Le plan d'électrification du gouvernement, dévoilé le 23 avril 2026, annonce un changement majeur pour MaPrimeRénov'. Désormais, les rénovations globales qui conservent un chauffage au gaz ne seront plus éligibles aux aides. Cette décision entrera en vigueur dès le 1er septembre 2026, obligeant les rénovations d'ampleur à changer de chaudière si elles utilisent une énergie fossile.
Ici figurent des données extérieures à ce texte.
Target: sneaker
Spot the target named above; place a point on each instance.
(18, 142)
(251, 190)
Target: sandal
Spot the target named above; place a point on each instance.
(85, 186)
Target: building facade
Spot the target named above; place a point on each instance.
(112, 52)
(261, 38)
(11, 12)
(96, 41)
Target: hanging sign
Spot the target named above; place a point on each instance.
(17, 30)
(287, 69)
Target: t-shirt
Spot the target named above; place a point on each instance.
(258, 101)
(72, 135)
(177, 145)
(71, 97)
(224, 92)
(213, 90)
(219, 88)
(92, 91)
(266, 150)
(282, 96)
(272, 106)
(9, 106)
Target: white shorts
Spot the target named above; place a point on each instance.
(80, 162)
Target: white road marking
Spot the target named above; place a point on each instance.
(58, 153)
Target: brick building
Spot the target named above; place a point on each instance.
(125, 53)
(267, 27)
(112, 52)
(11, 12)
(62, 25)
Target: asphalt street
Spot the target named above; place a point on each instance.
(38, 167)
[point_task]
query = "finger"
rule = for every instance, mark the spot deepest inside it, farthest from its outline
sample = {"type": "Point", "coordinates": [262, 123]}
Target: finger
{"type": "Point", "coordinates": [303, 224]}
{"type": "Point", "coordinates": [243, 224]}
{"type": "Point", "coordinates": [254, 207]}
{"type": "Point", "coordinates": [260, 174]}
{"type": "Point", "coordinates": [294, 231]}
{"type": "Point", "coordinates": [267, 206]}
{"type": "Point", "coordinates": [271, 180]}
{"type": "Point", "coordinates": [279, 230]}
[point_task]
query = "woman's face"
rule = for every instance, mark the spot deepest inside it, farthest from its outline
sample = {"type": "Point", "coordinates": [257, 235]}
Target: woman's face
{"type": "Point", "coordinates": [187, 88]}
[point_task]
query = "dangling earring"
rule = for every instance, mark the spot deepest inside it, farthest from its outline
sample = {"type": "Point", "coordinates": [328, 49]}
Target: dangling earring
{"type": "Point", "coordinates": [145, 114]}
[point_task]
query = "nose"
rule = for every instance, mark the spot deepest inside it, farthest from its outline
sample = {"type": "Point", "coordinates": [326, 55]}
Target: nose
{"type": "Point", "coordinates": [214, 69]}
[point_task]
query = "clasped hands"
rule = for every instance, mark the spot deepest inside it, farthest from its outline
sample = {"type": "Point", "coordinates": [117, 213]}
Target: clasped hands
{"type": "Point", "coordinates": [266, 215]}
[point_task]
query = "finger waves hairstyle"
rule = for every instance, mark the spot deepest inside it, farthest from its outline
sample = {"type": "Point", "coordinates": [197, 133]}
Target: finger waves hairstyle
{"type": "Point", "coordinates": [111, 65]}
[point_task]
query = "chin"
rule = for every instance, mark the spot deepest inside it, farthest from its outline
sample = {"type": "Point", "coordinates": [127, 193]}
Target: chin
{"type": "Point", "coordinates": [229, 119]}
Cette mesure s'inscrit dans l'objectif gouvernemental d'installer un million de pompes à chaleur françaises chaque année d'ici 2030.

Ce qu'il faut retenir

  • Les rénovations globales conservant un chauffage au gaz ne bénéficieront plus de MaPrimeRénov'.
  • Changement obligatoire de chaudière pour les rénovations d'ampleur utilisant une énergie fossile.
  • Objectif gouvernemental : un million de pompes à chaleur installées par an d'ici 2030.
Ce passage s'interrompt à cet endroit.